In the discrete setting, the Hamiltonian is a second‑order difference operator H that acts on a function ψ(x) as
(Hψ)(x) = V(x)ψ(x + iγ) + V*(x)ψ(x − iγ) + U(x)ψ(x),
with V, V* built from the parameters (a,b,c,d) of the Wilson or Askey‑Wilson system. Shape invariance means that after a parameter shift (a→a+½, etc.) the partner Hamiltonian H₁ has exactly the same functional form as H up to an additive constant. This property guarantees exact solvability: the entire spectrum and eigenfunctions can be generated algebraically.
The key construction proceeds as follows. Choose a non‑trivial eigenpolynomial φℓ(x) of degree ℓ for the original Hamiltonian H. Using φℓ(x) as a seed, define first‑order intertwining operators Aℓ and Aℓ† that factorize H − εℓ = Aℓ†Aℓ, where εℓ is the eigenvalue of φℓ. The deformed Hamiltonian is then Hℓ = AℓAℓ† + εℓ. By a careful choice of the parameter shift, Hℓ remains shape invariant. Consequently, the eigenfunctions of Hℓ are obtained by acting with Aℓ on the original eigenfunctions, except for the ℓ seed states that have been removed. The resulting eigenfunctions are polynomials Eℓ,n(x) of degree n + ℓ, with n = 0,1,2,…; they start at degree ℓ rather than zero, which is the hallmark of exceptional families.
For the Wilson case, the weight function w(x) of the original orthogonal system is multiplied by φℓ(x)², producing a new weight wℓ(x) = w(x) φℓ(x)². Orthogonality then reads
∫ Eℓ,m(x) Eℓ,n(x) wℓ(x) dx = h_n δ_{mn}.
A similar construction holds for the Askey‑Wilson case, where the q‑difference operator replaces the ordinary shift and the weight becomes a q‑analogue wℓ^{(q)}(x).
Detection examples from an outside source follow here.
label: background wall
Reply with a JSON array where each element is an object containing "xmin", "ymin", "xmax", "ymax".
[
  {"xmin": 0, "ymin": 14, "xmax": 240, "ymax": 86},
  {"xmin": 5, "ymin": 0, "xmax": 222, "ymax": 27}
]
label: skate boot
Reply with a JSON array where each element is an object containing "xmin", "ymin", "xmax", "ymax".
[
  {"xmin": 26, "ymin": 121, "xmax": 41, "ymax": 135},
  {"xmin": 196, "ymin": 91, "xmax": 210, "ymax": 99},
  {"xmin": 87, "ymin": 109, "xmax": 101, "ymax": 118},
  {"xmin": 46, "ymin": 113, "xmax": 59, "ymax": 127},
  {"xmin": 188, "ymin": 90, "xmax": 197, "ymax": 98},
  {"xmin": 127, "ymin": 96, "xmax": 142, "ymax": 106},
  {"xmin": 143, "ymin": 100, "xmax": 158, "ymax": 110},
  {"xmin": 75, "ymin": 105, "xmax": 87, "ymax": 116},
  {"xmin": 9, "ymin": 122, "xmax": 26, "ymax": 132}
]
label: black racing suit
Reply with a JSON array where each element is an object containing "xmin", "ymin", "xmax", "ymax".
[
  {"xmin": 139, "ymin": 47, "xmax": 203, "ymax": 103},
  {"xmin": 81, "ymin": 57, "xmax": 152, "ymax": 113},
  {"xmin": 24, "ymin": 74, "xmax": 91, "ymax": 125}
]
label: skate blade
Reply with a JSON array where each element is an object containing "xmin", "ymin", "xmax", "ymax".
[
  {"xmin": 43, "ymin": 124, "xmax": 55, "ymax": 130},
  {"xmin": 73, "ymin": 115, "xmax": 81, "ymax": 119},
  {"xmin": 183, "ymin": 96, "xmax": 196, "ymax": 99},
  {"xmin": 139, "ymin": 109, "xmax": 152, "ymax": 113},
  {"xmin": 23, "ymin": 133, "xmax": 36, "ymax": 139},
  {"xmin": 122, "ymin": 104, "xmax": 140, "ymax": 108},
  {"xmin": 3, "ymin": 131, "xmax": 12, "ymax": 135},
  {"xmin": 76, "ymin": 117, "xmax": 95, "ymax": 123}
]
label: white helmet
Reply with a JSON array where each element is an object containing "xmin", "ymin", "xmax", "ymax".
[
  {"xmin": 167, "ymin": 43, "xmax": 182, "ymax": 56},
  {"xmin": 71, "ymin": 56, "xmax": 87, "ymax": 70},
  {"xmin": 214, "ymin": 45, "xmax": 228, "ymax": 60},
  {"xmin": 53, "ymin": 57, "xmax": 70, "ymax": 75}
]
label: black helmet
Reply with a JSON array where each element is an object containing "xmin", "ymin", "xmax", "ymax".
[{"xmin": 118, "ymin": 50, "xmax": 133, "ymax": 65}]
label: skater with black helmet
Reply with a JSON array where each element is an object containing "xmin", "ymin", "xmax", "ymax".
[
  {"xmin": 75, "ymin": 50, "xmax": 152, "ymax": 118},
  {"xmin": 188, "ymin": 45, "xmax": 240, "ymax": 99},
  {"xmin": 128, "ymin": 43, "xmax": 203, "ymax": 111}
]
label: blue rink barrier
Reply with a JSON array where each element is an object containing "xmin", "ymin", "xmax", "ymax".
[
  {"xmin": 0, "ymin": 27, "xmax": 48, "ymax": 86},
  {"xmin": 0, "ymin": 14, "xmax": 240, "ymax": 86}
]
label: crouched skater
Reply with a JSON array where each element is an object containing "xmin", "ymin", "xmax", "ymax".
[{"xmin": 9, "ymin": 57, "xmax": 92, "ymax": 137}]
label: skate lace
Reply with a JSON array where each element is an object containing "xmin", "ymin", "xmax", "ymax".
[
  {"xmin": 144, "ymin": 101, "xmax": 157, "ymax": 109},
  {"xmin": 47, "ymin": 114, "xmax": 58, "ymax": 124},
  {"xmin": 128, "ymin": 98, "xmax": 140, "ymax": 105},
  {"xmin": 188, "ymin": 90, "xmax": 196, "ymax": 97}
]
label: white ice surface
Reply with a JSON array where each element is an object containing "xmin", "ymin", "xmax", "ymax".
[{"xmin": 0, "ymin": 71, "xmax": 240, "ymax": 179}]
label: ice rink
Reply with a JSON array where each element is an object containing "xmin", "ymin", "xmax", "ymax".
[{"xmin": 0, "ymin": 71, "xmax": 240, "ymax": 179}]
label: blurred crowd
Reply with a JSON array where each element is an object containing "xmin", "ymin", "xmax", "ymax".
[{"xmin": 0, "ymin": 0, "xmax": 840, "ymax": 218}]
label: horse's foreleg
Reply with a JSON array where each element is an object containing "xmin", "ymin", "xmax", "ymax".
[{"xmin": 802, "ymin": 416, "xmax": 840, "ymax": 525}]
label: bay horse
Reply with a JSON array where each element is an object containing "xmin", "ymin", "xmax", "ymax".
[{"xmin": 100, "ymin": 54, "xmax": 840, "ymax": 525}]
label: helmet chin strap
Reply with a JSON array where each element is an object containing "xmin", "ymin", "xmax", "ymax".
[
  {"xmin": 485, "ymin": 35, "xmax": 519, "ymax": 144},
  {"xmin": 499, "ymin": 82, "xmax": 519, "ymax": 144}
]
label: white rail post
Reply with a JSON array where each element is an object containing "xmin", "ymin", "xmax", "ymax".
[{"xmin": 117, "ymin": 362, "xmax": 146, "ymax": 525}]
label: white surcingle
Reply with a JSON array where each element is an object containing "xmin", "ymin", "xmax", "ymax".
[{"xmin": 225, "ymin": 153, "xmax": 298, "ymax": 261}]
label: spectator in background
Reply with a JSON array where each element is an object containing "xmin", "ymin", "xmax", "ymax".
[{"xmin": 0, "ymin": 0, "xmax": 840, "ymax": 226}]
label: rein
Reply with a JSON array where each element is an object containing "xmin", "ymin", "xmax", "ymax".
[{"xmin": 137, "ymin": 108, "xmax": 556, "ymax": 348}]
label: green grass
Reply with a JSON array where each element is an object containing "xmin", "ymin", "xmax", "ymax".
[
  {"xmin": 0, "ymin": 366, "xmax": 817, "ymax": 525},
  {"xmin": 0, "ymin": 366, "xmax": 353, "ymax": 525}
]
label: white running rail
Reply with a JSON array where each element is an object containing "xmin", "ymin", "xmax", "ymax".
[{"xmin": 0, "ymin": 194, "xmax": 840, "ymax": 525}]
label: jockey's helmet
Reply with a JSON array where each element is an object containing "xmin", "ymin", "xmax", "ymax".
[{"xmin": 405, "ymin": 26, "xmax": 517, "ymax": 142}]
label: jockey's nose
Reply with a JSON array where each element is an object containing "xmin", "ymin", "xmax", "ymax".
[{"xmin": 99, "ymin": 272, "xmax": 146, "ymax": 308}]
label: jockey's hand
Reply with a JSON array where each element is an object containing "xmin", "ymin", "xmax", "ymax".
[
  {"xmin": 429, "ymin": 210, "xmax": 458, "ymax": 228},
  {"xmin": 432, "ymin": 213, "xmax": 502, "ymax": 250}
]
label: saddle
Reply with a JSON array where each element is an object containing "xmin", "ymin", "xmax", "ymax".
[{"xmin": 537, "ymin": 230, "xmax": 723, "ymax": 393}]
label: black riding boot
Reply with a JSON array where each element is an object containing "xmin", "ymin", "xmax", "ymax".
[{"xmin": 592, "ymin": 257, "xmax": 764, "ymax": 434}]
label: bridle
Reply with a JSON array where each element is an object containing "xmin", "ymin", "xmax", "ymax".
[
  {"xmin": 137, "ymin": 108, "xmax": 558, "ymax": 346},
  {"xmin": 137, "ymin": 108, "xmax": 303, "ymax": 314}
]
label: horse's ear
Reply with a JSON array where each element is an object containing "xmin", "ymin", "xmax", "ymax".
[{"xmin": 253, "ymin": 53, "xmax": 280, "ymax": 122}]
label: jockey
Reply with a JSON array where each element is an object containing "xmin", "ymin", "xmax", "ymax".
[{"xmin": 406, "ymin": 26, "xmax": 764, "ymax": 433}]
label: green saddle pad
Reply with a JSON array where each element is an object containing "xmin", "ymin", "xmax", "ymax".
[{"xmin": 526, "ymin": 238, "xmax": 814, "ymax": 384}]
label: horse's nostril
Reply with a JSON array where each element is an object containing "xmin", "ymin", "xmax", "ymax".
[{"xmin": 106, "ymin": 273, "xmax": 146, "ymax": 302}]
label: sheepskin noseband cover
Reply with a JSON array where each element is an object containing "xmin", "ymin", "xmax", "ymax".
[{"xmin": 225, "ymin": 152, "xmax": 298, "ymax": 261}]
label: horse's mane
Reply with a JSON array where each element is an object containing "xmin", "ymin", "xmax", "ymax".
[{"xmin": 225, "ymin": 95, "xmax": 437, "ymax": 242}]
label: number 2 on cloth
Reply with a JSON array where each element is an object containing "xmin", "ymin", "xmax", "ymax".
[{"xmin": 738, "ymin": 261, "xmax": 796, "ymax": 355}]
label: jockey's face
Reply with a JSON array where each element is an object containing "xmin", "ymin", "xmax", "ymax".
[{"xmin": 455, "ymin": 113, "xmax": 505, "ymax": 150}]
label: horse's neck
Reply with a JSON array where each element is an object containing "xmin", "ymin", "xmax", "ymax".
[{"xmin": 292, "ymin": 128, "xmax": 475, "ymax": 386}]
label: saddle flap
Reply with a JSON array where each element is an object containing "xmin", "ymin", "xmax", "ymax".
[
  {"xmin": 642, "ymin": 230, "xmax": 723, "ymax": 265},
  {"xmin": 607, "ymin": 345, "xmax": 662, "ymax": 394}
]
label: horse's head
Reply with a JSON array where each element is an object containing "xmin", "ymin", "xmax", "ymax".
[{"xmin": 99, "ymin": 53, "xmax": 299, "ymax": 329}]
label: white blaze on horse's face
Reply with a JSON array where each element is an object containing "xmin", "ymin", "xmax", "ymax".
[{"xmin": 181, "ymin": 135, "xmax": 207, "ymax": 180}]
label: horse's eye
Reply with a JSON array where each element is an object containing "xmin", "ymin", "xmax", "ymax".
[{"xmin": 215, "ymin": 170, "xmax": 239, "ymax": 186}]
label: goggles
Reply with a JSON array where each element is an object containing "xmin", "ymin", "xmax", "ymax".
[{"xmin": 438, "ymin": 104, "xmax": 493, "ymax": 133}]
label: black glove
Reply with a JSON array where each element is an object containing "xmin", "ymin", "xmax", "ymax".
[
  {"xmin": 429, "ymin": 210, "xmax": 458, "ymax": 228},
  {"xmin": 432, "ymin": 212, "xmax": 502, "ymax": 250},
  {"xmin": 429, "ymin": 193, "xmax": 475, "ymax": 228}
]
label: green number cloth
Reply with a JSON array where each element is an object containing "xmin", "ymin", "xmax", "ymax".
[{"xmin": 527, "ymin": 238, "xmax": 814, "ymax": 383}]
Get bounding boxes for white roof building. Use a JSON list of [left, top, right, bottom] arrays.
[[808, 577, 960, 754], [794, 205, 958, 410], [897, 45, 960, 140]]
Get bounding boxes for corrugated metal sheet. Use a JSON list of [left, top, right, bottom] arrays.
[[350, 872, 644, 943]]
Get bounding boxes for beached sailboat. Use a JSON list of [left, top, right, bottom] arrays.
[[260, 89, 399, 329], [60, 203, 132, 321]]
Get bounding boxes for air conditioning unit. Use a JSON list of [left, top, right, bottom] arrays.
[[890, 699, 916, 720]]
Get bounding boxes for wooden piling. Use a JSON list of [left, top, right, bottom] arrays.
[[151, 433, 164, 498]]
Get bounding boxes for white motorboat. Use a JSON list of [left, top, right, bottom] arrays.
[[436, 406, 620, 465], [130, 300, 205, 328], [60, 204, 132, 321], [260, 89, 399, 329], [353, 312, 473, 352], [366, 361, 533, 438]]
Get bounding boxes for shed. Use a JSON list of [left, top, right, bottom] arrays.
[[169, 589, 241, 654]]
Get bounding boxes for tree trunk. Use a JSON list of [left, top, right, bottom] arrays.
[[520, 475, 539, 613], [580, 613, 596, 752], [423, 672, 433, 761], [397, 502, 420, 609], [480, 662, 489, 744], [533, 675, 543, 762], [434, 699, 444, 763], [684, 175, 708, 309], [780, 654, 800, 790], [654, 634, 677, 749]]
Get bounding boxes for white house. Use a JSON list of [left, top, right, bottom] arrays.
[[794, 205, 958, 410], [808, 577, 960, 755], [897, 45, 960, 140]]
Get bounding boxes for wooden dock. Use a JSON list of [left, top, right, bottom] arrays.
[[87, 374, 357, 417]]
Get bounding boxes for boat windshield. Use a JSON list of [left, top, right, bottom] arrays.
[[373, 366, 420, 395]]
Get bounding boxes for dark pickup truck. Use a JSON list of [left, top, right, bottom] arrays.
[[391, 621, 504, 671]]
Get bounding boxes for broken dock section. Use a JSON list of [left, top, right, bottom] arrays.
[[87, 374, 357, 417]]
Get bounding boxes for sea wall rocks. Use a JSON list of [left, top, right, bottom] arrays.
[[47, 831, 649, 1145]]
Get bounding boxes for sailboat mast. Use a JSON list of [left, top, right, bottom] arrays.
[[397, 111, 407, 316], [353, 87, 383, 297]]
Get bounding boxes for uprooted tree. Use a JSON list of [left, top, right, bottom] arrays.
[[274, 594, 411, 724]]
The paper derives explicit three‑term recurrence relations, second‑order difference equations, and Rodrigues‑type formulas for both families. The recurrence coefficients depend on ℓ and on the shifted parameters, reflecting the non‑standard spectral structure. The authors also verify that the deformed systems retain completeness: the set {Eℓ,n}_{n≥0} spans the same Hilbert space as the original polynomials, despite the missing low‑degree members.
Beyond the technical derivations, the authors discuss several implications. First, the existence of infinitely many shape‑invariant deformations shows that the landscape of exactly solvable discrete quantum models is far richer than previously thought. Second, the exceptional Wilson and Askey‑Wilson polynomials provide new examples of orthogonal systems that can be used in approximation theory, spectral methods, and stochastic processes where the underlying measure is modified by a polynomial factor. Third, the construction suggests natural extensions to multivariate settings (e.g., Koornwinder polynomials) and to other members of the Askey scheme.
In conclusion, the work establishes a systematic method to generate infinite families of exceptional orthogonal polynomials linked to the most general hypergeometric families (Wilson and Askey‑Wilson). By exploiting shape invariance and Darboux‑Crum transformations, the authors produce exactly solvable deformed Hamiltonians whose eigenfunctions break the traditional Bochner constraints while preserving orthogonality, completeness, and the algebraic solvability that makes them valuable both in mathematical physics and in the broader theory of special functions.